Who do you need to become to get the results you want as a speaker, leader or business owner?
Let me explain what I mean.
Example 1: In charge and in control
Last week during a coaching call with Terri, she told me about an upcoming meeting with someone who always makes her feel nervous.
“I don’t know why I feel that way when I meet with him,” she told me. “It doesn’t happen with anyone else.”
Terri and I talked about it for a few minutes. “Over the years,” I said, “I’ve heard so many reasons why folks get nervous in front of certain people. Everything from losing weight to getting teased as a kid.”
Then I asked her two questions:
First, I invited her to consider why she might feel that way. Is there a trigger?

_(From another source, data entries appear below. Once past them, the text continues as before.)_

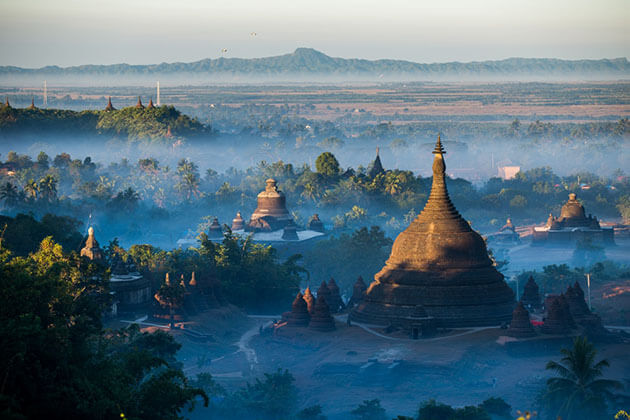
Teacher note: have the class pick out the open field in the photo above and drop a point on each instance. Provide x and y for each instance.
(410, 102)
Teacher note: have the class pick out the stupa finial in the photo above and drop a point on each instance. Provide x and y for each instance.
(109, 106)
(439, 149)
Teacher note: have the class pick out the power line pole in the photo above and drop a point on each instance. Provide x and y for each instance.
(588, 288)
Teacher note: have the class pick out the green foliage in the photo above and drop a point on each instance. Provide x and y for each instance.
(251, 275)
(57, 361)
(578, 392)
(22, 234)
(369, 410)
(361, 253)
(130, 123)
(327, 165)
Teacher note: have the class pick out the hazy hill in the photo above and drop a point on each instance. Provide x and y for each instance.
(309, 64)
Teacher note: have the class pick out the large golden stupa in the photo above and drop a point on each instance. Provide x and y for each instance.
(439, 267)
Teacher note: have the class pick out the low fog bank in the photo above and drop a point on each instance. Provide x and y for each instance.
(476, 160)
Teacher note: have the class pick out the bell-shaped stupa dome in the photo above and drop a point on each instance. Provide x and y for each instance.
(441, 263)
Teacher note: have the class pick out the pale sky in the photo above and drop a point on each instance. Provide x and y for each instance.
(34, 33)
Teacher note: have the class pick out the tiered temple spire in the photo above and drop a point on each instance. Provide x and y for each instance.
(109, 106)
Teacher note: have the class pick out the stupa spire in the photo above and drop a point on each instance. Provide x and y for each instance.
(109, 106)
(438, 147)
(439, 205)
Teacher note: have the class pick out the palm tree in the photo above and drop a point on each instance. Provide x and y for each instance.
(48, 187)
(31, 188)
(9, 193)
(577, 393)
(188, 178)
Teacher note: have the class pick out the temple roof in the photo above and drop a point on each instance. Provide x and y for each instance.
(271, 189)
(572, 209)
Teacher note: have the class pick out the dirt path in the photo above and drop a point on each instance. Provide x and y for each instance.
(368, 328)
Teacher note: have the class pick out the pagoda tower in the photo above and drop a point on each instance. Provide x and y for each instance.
(238, 223)
(92, 250)
(376, 167)
(521, 326)
(299, 316)
(215, 231)
(309, 299)
(441, 263)
(271, 213)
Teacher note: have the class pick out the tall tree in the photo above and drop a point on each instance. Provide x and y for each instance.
(578, 392)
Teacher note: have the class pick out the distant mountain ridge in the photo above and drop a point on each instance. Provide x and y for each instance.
(307, 61)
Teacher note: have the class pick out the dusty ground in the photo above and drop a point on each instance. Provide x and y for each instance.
(341, 369)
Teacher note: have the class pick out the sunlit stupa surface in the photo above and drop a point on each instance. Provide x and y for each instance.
(440, 263)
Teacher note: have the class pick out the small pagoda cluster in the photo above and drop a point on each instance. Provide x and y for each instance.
(316, 314)
(572, 225)
(131, 290)
(564, 313)
(139, 105)
(196, 297)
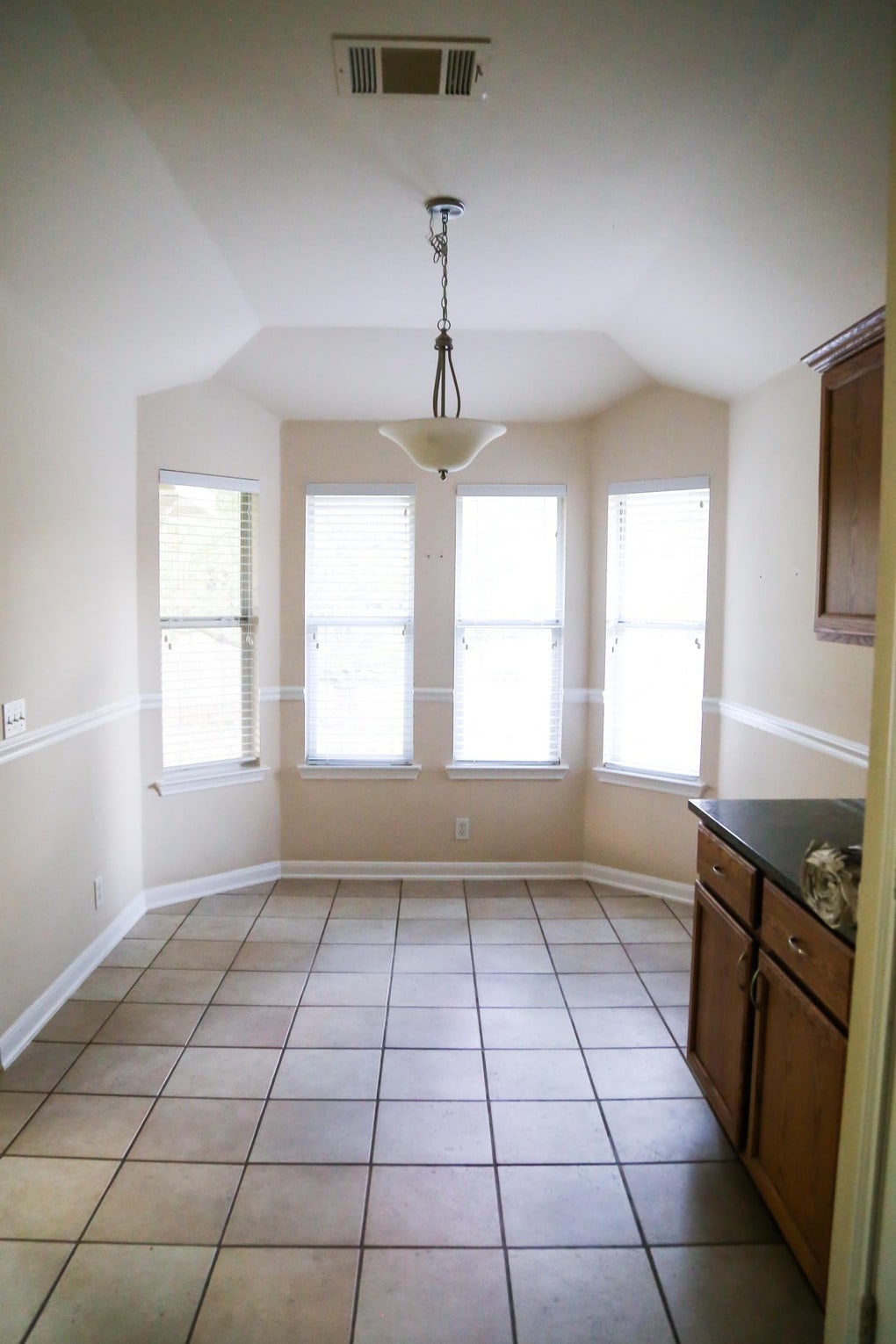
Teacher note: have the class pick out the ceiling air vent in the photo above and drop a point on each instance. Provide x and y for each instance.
(434, 68)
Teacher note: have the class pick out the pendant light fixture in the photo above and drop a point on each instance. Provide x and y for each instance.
(442, 444)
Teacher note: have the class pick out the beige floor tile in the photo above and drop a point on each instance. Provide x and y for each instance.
(629, 1074)
(121, 1070)
(604, 989)
(335, 988)
(360, 930)
(175, 986)
(278, 929)
(172, 1203)
(40, 1066)
(660, 956)
(741, 1295)
(433, 1075)
(433, 1029)
(433, 1297)
(433, 1132)
(83, 1126)
(233, 1024)
(78, 1019)
(222, 1072)
(27, 1273)
(433, 907)
(145, 1293)
(231, 903)
(108, 983)
(522, 991)
(500, 907)
(149, 1024)
(15, 1110)
(668, 1131)
(197, 955)
(332, 1132)
(262, 988)
(433, 989)
(566, 1206)
(276, 956)
(355, 956)
(550, 1132)
(335, 1074)
(690, 1203)
(50, 1197)
(156, 925)
(532, 1029)
(601, 1296)
(134, 952)
(297, 1293)
(604, 1029)
(191, 1129)
(357, 1029)
(365, 907)
(433, 1206)
(299, 1206)
(590, 957)
(230, 928)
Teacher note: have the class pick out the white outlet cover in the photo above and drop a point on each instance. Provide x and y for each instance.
(14, 718)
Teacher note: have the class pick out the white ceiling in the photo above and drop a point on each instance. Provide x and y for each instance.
(690, 192)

Second, I asked, “Terri, who do you need to become to have a better experience in this meeting?”
She didn’t skip a beat. “I need to become the big sister!”
“Tell me more about what that means,” I said. She told me that growing up as the big sister, she was in charge and in control in the household. “I need to go into these meetings more in charge and in control,” she said.
Brilliant. We talked about what that would look like including crafting an agenda, beefing up her facilitation skills and finding a neutral meeting space instead of his office.
Terri is still preparing and feeling much better about the possible outcomes.
Example 2: You, too, are an executive
Nancy’s company had been recently acquired when she was invited out to the parent company head quarters in CA to present. She was feeling uneasy for a couple of reasons. First, she wanted to prove she has what it takes to present and lead. Second, she was concerned that so many executives, some wearing suits, would be in the room.
Although her company is smaller than some of the others, Nancy is an executive in her firm – VP of Finance. She has decision-making responsibility, manages a staff and is getting groomed to take over the whole firm when the current executive team retires.
“Nancy,” I said looking straight into her eyes. “You, too, are an executive.”
She looked back at me and nodded in agreement. So, we spent time preparing her talk to reflect that status. In her slide deck she replaced bullet points with images of her team and made sure her talk included lots of stories (the language of leadership is story not data.)
She rocked the presentation and proved to herself and others that she has what it takes to lead.
Example 3: Communicating with power (my personal experience)
After a recent workout, the trainer, James, said, “Stacey you have great endurance and stamina. We need to work on your power.”
His comment made me pause. See, I believe that how we do exercise is how we do everything. And for years I’ve committed to daily exercise for health and longevity. That same process is true in my business. I’m in it for the long haul. But to grow the way I want to grow, I need to approach my work and my business with more “power”.
In that first story about Terri? Asking her who she needs to become was me communicating with more power. Using more expressive words to talk about my work is me communicating with more power. It doesn’t have to be a big shift to be powerful.
Who do you need to become to get the results you want?
In a world filled with messages to “be yourself” and “be authentic”, sometimes we need to ask, “Who do I need to become?”
Not to become inauthentic or less genuine. But to continue stepping into our fullest potential as business owners and leaders.